Er wurde in Bremen in die Irrenanstalt, in die „Beobachtungsstelle für Geisteskranke“ eingewiesen; wurde schließlich für kriegsuntauglich erklärt und unter Polizeiaufsicht gestellt.

Die Erkenntnisse aus dem Erleben der Kriegsschrecknisse fanden unter anderem eindrucksvoll in der Radierung „Die sieben Schalen des Zorns“ und in den Ölbildern „Das Leiden der Frau im Kriege“ aus dem Jahr 1918 und „Die Kriegsfurie“ (1919) ihren Ausdruck. Diese Kunstwerke sind beeindruckende Zeugnisse des Weges des Heinrich Vogeler vom Kriegsfreiwilligen zum glühenden Pazifisten und sozialistischen Kämpfer gegen Krieg und Gewalt, der ruhelos nach Auswegen aus der am Krieg verdienenden Kapitalordnung sucht.
Am Ende des Europa verwüstenden Ersten Weltkrieges gelangte Vogeler zu der Erkenntnis, dass alles getan werden muss, ein von Gewalt, Ausbeutung und Repressionen freies Leben zwischen Menschen wie Völkern zu erkämpfen.

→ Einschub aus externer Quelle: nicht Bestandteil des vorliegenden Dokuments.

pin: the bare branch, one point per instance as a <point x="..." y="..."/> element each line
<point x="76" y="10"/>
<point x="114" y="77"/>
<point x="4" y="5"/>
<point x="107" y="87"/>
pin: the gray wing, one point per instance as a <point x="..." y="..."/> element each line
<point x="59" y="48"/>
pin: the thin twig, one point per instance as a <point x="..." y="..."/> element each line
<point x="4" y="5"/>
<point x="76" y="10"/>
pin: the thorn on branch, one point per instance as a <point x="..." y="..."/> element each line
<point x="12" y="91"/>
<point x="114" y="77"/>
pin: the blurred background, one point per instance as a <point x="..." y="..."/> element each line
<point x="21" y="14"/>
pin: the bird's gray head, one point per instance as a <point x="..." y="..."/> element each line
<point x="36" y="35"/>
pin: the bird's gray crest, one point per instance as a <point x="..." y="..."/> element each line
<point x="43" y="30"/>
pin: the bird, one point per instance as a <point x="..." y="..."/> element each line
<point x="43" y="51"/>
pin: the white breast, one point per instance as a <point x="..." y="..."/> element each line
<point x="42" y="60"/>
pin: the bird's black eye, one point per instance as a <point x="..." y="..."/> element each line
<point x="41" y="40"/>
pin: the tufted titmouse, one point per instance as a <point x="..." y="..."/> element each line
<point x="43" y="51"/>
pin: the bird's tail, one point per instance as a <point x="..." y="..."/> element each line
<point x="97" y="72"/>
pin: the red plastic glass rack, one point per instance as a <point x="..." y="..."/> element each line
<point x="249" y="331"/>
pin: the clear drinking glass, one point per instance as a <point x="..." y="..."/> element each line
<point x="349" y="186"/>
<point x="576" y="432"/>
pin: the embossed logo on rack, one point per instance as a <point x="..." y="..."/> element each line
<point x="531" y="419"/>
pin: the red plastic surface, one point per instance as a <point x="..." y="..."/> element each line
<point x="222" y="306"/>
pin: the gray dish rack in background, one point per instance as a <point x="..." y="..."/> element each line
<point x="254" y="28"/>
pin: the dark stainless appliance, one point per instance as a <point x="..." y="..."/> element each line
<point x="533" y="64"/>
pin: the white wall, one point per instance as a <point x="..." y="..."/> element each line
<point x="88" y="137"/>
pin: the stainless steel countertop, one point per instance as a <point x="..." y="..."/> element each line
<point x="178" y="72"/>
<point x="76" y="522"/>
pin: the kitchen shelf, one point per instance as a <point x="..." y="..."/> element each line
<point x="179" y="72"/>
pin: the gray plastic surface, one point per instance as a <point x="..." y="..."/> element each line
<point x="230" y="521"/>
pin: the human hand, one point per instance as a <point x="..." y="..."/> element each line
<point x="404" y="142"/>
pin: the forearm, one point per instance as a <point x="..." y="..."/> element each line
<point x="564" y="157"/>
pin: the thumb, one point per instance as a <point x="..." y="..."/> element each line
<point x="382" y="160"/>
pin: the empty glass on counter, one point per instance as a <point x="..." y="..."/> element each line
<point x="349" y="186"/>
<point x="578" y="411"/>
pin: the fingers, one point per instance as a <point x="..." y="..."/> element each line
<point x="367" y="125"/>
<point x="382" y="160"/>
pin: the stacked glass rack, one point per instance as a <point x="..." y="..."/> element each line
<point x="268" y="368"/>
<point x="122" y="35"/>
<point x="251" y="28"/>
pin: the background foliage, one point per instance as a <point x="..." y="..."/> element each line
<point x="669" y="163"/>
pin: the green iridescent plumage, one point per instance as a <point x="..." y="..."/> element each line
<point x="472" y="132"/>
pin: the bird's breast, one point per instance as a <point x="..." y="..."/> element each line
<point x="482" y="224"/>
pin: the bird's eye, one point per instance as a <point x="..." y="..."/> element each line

Der Friedensbrief des Heinrich Vogeler an Kaiser Wilhelm II. gehört mit gutem Grund zu den herausragenden deutschen Künstlerschriften des 20. Jahrhunderts. Auch mit Bezug auf diesen eindringlichen Appell aus dem Jahre 1918 drängt sich heute mit aller Macht die Frage auf:
Haben die aktuell Regierenden in Deutschland, in Westeuropa und in den USA nichts aus der Geschichte gelernt?
Für mich als Kriegskind, geboren 1939, dessen Vater 1944 als einfacher Soldat der deutschen Wehrmacht wie Millionen andere „an der Ostfront“ umgekommen ist, bleibt nur eine Schlussfolgerung: Diejenigen, die heute weiter schwere Waffen für die Ukraine im Kampf gegen Rußland unter Putin fordern, sollten sich ihrerseits – freiwillig – zum persönlichen Kriegseinsatz in der Ukraine melden. Dann werden auch sie gewiss endlich begreifen, welche Gefahren sie für den Weltfrieden heraufbeschwören. Dass dieser Krieg umgehend beendet werden muss.